7. Exception Management and Repair
Trades that fall out at any stage enter an exception management workflow. Operations staff prioritize breaks by settlement risk — trades approaching the affirmation cutoff or settlement date are escalated first. The repair workflow includes SSI correction, resubmission to CTM, allocation amendment, and instruction regeneration.
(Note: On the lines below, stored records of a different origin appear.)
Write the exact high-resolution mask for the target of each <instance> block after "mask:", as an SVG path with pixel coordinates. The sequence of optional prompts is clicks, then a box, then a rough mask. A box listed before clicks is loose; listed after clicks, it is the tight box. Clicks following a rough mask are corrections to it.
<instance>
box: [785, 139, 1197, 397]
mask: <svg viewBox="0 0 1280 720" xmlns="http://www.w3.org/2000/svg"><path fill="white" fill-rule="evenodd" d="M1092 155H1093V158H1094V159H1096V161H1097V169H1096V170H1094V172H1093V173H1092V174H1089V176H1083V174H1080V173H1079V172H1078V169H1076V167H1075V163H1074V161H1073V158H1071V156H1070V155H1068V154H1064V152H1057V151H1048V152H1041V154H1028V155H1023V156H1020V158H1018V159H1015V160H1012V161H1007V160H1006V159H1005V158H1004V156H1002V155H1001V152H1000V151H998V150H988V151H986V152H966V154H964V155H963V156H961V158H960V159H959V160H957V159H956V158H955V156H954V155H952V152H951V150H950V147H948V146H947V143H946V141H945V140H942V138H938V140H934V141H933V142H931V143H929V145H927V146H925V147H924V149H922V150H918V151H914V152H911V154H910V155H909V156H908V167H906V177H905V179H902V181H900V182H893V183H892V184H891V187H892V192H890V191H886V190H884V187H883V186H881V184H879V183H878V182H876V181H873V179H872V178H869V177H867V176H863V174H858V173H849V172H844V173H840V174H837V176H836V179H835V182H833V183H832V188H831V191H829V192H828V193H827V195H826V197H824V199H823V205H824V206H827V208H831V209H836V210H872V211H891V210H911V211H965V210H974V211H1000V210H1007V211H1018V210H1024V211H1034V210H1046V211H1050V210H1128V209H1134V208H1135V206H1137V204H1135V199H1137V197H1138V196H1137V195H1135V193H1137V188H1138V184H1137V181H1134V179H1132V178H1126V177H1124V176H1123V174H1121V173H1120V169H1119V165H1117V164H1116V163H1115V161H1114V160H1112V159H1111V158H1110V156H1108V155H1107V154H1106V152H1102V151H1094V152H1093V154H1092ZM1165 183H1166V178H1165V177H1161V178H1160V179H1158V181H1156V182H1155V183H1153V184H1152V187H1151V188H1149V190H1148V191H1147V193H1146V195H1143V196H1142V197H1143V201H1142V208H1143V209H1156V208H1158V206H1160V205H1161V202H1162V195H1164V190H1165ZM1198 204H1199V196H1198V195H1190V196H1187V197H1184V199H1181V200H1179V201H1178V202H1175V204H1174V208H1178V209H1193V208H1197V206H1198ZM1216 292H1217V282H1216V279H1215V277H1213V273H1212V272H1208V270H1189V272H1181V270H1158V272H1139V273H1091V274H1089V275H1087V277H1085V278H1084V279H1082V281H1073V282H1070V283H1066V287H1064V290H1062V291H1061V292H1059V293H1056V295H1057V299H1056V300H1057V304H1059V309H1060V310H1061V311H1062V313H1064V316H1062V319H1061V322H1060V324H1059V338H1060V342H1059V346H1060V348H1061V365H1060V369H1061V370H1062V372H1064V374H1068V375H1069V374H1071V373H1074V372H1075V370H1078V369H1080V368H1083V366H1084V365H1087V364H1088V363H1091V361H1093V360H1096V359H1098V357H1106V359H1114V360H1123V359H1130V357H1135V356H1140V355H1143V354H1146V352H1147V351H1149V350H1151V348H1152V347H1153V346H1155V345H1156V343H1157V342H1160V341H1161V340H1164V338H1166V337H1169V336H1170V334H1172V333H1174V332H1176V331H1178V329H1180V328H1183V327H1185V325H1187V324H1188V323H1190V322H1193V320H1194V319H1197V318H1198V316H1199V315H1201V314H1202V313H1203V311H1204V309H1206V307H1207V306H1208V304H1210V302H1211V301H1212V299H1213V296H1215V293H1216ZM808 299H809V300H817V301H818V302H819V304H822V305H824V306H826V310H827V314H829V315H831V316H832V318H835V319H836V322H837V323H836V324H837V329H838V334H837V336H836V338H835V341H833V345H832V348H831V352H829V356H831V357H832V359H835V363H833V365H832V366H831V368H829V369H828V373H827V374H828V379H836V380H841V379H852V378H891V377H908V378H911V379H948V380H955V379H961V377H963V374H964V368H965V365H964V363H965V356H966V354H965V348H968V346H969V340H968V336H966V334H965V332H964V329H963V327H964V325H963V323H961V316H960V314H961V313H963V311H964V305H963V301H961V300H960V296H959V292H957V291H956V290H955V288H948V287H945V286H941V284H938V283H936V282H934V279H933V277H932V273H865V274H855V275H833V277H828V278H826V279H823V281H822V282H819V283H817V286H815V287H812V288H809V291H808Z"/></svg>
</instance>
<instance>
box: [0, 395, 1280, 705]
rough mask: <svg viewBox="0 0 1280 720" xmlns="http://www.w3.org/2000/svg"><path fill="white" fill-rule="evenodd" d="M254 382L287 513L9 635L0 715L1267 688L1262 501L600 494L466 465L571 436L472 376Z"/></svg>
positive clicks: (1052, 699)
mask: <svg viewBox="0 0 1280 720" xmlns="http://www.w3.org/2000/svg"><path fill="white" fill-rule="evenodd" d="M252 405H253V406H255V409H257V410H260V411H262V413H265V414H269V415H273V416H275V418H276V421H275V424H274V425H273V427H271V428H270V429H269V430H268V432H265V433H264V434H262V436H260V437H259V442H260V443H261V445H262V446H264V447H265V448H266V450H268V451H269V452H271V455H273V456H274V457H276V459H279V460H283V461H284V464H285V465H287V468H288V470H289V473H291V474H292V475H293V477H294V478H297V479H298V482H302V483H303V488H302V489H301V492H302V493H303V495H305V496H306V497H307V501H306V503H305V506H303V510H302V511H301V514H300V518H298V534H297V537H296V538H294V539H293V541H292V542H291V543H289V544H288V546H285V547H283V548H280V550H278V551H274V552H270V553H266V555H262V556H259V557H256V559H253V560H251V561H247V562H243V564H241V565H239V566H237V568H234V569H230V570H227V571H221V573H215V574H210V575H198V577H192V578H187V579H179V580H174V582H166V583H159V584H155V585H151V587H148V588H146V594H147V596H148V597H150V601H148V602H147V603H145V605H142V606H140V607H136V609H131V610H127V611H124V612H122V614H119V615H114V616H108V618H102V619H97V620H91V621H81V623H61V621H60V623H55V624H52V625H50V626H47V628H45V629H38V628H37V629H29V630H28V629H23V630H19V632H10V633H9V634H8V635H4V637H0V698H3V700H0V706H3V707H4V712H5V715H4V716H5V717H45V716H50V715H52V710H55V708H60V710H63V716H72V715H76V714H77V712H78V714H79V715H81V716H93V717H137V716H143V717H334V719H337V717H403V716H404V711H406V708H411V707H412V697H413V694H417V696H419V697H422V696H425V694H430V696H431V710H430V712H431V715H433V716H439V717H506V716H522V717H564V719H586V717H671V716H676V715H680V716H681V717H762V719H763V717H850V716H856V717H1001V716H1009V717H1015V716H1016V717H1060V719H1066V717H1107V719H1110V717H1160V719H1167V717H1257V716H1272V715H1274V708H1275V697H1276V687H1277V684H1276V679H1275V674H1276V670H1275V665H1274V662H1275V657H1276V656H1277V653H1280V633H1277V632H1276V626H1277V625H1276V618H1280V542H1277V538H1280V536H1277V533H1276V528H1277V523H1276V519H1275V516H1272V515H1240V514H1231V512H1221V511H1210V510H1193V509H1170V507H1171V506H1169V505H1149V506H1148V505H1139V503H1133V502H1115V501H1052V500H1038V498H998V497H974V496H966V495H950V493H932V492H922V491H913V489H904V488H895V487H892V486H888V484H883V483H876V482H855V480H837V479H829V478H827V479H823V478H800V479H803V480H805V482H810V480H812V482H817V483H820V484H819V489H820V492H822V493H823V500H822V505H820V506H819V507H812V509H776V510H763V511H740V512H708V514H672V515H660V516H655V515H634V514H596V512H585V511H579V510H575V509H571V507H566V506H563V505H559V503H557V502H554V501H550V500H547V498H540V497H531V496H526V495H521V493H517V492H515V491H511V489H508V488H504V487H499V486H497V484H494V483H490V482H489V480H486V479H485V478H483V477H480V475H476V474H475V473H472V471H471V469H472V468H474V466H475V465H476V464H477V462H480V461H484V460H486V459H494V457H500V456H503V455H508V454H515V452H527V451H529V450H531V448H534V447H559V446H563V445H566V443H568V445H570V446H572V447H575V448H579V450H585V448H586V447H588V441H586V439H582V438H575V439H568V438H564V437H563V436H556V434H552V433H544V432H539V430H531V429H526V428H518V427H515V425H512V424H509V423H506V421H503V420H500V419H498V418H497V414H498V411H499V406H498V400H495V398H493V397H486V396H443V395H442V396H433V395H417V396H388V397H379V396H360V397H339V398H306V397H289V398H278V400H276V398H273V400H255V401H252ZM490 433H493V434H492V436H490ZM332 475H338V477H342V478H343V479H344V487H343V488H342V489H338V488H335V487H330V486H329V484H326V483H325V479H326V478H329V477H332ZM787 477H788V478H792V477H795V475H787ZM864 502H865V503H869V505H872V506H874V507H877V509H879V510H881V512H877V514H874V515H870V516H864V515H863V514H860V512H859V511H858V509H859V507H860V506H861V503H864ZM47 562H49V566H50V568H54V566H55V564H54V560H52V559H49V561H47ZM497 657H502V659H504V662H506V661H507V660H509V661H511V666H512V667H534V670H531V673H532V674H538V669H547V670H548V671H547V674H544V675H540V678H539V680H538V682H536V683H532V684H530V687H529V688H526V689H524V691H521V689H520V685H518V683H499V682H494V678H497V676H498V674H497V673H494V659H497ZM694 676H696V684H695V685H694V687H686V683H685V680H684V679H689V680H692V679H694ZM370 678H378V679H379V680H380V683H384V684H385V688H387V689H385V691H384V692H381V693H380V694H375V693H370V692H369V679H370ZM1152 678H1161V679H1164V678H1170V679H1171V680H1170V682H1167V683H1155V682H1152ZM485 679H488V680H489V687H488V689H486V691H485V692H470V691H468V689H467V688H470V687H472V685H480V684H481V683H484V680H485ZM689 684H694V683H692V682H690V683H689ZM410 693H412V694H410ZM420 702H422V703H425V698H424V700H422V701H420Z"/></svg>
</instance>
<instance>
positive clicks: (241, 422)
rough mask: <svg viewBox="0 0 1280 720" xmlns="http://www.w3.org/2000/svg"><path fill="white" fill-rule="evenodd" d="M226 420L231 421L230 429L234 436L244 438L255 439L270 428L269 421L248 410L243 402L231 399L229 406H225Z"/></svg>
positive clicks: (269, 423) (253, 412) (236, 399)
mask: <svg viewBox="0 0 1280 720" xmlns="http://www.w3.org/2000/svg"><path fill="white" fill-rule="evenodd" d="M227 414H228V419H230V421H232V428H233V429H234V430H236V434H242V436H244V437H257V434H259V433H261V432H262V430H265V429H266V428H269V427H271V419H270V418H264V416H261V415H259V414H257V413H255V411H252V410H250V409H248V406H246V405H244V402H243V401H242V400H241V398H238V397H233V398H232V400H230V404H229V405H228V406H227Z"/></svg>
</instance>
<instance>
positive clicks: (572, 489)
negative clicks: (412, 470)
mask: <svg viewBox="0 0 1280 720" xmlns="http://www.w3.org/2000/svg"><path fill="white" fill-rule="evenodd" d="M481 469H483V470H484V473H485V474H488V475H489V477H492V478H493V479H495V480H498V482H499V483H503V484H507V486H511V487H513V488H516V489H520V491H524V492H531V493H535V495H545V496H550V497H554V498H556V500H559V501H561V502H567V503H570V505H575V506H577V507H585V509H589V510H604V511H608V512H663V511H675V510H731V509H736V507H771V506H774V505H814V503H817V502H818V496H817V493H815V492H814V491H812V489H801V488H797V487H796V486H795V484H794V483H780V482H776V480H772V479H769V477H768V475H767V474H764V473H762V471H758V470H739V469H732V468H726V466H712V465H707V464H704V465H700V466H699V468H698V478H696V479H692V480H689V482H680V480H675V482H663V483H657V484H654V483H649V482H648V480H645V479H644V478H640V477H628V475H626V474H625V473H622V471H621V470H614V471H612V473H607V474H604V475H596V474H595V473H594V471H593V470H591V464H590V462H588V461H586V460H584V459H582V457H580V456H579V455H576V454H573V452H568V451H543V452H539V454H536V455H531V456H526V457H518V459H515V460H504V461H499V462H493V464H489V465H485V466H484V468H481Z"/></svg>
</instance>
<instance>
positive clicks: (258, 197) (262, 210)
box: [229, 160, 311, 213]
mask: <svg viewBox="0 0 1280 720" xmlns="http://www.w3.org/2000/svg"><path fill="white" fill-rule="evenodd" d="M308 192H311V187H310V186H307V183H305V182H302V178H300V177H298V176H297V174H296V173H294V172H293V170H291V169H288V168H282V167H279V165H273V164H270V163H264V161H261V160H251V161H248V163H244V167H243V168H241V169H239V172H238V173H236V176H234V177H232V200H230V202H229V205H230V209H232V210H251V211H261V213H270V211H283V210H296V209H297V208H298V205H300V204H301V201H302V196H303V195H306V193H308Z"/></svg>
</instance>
Documenting each exception, its cause, and resolution time is both an operational discipline and a supervisory record under Rule 17a-3 books-and-records obligations.
In Devancore™
Devancore STP pipeline — enrichment to instruction with exception fork
Devancore Glossary · devancore.com
Devancore STP pipeline — enrichment to instruction with exception fork
Devancore Glossary · devancore.com
Firms operating under T+1 face a narrow window between execution and the 9:00 PM ET affirmation cutoff. The operational risk concentrates at two points: enrichment, where SSI gaps prevent instruction generation, and matching, where unresolved trade details block affirmation. Both are addressable through automation before the cutoff — but only if exceptions are identified in real time rather than discovered during end-of-day reconciliation.
Automated Enrichment Pipeline
Devancore's post-trade engine ingests FIX execution reports from connected OMS and EMS systems and automatically enriches each trade against the firm's reference data — counterparty standing data, instrument master, and account master. The enrichment pipeline applies validation rules at each data field, flagging incomplete or conflicting data before the trade advances. Enrichment failures are surfaced as typed exceptions with resolution context, not generic error codes.
SSI Golden-Source Validation
Devancore maintains a continuously refreshed SSI golden source, reconciled against custodian and prime broker SSI feeds. Each SSI used in instruction generation is validated at the point of use — not at batch time — against the current golden-source record. Instructions built on unvalidated or stale SSI data are blocked from submission and surfaced as high-priority exceptions, preventing rejected instructions at DTCC or the CSD.
Hybrid Rail Routing
Devancore's settlement routing layer directs instructions to the appropriate settlement rail based on counterparty capability and instrument type. Standard institutional equity trades route through NSCC and DTC. Eligible digital asset and tokenized security trades route to on-chain atomic settlement, where the securities and USDC cash legs settle in a single transaction — eliminating the principal risk gap present in traditional two-leg DvP.
Real-Time Exception Management Before Cutoff
Exception queues in Devancore are live, not batch: as enrichment failures and matching breaks occur, they are surfaced immediately with countdown timers relative to the 9:00 PM ET affirmation window and the T+1 settlement date. Each exception includes the specific failure reason, the data field requiring correction, and the downstream stages blocked. Operations staff resolve exceptions in priority order — by time to cutoff and by settlement value — rather than working through a flat queue.